Have a question about this project? Sign up for a free GitHub account to open an issue and contact its maintainers and the community.

By clicking “Sign up for GitHub”, you agree to our terms of service and privacy statement. We’ll occasionally send you account related emails.
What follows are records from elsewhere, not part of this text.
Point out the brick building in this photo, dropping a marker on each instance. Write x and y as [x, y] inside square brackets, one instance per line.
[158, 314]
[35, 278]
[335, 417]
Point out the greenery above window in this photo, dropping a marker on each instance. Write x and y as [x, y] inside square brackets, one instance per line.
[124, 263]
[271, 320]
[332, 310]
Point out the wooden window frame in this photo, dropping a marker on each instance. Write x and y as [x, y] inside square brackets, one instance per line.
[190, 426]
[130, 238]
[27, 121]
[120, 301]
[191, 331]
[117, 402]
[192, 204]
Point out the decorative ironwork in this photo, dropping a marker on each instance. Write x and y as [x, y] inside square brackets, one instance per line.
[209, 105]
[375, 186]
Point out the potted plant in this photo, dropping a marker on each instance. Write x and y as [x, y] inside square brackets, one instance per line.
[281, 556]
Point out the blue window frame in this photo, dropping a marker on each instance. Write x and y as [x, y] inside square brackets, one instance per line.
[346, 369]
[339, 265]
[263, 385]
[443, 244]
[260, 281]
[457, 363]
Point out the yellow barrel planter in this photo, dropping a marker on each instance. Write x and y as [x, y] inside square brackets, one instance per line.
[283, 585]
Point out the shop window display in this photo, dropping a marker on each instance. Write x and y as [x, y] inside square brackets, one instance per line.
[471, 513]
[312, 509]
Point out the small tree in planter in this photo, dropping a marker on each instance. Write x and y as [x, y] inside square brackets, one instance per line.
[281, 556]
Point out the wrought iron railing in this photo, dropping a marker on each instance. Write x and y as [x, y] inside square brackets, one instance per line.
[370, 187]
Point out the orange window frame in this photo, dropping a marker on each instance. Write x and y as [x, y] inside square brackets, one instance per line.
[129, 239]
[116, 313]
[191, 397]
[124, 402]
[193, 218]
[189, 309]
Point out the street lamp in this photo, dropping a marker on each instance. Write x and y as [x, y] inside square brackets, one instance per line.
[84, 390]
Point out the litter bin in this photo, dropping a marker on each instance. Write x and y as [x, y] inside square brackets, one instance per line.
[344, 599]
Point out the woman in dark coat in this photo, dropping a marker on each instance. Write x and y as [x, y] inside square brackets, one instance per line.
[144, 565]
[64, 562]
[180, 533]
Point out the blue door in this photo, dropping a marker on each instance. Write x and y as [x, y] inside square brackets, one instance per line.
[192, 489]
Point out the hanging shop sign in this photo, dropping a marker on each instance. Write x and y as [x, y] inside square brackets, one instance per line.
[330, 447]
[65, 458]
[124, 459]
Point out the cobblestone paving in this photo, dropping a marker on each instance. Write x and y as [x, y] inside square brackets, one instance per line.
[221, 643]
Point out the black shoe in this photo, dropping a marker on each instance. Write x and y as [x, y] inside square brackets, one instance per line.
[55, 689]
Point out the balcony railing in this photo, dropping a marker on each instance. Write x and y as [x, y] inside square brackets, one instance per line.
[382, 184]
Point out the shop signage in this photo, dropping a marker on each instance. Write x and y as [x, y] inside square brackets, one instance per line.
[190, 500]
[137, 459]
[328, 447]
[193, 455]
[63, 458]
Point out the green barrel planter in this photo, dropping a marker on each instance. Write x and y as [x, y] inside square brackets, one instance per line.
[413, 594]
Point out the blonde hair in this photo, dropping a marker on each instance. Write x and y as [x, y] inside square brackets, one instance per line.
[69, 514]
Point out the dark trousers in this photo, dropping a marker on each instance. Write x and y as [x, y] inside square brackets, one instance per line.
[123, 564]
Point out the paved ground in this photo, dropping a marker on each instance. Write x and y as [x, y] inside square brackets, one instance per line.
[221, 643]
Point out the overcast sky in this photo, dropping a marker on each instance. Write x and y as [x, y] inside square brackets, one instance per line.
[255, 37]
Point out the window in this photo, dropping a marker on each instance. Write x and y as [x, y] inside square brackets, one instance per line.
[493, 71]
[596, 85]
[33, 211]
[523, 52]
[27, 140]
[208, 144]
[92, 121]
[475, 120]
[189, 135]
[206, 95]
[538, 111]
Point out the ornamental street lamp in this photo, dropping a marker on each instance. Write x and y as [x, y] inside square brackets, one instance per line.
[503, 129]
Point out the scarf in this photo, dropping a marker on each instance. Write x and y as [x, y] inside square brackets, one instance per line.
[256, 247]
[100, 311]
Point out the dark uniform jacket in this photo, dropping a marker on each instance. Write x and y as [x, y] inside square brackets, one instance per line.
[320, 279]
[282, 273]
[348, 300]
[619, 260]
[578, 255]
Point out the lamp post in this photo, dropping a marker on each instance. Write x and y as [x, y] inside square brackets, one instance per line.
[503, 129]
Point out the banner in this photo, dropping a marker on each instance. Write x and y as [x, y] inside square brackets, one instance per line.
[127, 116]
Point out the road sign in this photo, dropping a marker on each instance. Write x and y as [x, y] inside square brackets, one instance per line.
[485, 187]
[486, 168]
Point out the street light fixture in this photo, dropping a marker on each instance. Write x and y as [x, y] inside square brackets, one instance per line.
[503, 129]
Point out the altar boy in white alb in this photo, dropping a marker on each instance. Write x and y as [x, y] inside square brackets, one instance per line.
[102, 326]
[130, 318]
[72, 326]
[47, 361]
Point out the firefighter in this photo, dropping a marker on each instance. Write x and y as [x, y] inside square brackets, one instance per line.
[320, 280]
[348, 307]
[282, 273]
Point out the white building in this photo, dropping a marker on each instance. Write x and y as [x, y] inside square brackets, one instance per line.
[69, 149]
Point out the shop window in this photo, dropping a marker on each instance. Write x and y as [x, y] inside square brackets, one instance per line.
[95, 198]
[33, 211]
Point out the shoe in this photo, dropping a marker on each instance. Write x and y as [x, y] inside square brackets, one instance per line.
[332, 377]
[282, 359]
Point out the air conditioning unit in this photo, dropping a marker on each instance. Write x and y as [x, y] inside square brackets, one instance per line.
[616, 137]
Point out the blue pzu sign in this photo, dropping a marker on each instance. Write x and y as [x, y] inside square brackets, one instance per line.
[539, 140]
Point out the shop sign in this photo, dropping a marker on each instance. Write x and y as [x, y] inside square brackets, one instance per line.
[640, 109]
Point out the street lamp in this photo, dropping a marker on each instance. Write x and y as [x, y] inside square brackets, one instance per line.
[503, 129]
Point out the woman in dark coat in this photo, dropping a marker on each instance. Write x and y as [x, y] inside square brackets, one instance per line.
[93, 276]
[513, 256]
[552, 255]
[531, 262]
Already on GitHub? Sign in to your account

Unicode characters are lost when embedding JRuby even if the calling code performs no conversion to byte[] #2403

Closed
hakanai opened this issue Jan 1, 2015 · 10 comments

Comments

@hakanai
Copy link

hakanai commented Jan 1, 2015

The following tests fail with -Dfile.encoding=windows-1252 but pass with -Dfile.encoding=UTF-8 :

import java.io.StringWriter;
import java.io.Writer;

import javax.script.ScriptContext;
import javax.script.ScriptEngine;
import javax.script.ScriptEngineManager;

import org.jruby.embed.ScriptingContainer;
import org.junit.Test;

import static org.hamcrest.Matchers.*;
import static org.junit.Assert.*;

public class TestUnicodeCharacters {
    String orig = "\u6625\u304C\u6765\u305F\u3002";
    String scriptlet = "#encoding: UTF-8\n" +
                       "str = \"" + orig + "\"\n" +
                       "puts str\n" +
                       "str\n";
    Writer writer = new StringWriter();

    @Test
    public void testCharacterEncodingViaScriptEngine() throws Exception {
        ScriptEngine engine = new ScriptEngineManager().getEngineByExtension("rb");
        ScriptContext context = engine.getContext();
        context.setWriter(writer);
        String result = (String) engine.eval(scriptlet, context);
        checkValues(result);
    }

    @Test
    public void testCharacterEncodingViaScriptContainer() throws Exception {
        ScriptingContainer container = new ScriptingContainer();
        container.setWriter(writer);
        String result = (String) container.runScriptlet(scriptlet);
        checkValues(result);
    }

    private void checkValues(String returnedResult) {
        assertThat(returnedResult, is(equalTo(orig)));
        assertThat(writer.toString().trim(), is(equalTo(orig)));
    }
}

Most likely, the failure output you get will be confusing as well:

java.lang.AssertionError: 
Expected: is "?????"
     but: was "?????"

The "Expected" line is "?????" because Java is encoding the output as windows-1252.

The "but" line is "?????" because JRuby has encoded the strings to windows-1252 internally and then written and returned the question marks. I find it particularly odd that it would do this, both because the script is passed as a string directly from Java in the first place, but also because the script itself clearly says the strings are UTF-8.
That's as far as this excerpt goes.